I ended up waiting over five hours in a jam-packed ER waiting room. Towards the end, I was getting very anxious about being in a crowded space during a pandemic. I’m not yet comfortable with being in a crowd indoors. Thankfully, there’s a small hallway just outside the ER waiting room at the General.

After over five hours, my name gets called. At this point, I get an actual room. An ER nurse and doctor met with me, and they’re both excellent.

During this part, I get bloodwork done. Any time that happens, I feel like a voodoo doll because it typically takes a few pokes for them to find oil. This time it took three tries, and another nurse had to be tagged in.

Finally, the gastro doctor arrives and agrees that my feeding tube needs to be changed, BUT not today. The doctor wants me to return the following week. The reason being is he wants to put a scope down my throat to make sure that my new feeding tube is in the right place, which makes sense.

I explain to the doctor that getting transportation isn’t always easy, among other issues. In the end, though, I reluctantly agree to return sometime this week.

This is another example of how the healthcare system has failed when it comes to people with disabilities and mental health issues.

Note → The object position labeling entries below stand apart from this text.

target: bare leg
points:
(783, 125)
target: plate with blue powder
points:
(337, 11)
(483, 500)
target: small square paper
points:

In this case, it isn’t 100% guaranteed that I’ll be able to get a ride to the hospital on the day that my procedure’s scheduled. Sadly, my best chance of getting a ride is for me to take a wheelchair-accessible taxi, which means more money out of my pocket than if I were to use Para Transpo.

Para Transpo doesn’t typically allow their customers to make same-day bookings, which is a HUGE flaw, especially when it comes to last-minute medical appointments.

Life happens, and not everything in life can be planned 24 or 48 hours in advance.

As far as mental health, my anxiety’s been pretty high since last week. I have anxiety about the procedure itself and about returning to the hospital. Will I get a nurse that will communicate with me and respect my needs? Will my PSW be able to assist with transferring me to the bed and back into my chair?

And, as I mentioned earlier, transportation as well.

The good news is that I won’t be in pain during the procedure and going forward.

I just really wish that the healthcare system as a whole, as well as Para Transpo, was mindful of people who rely on them.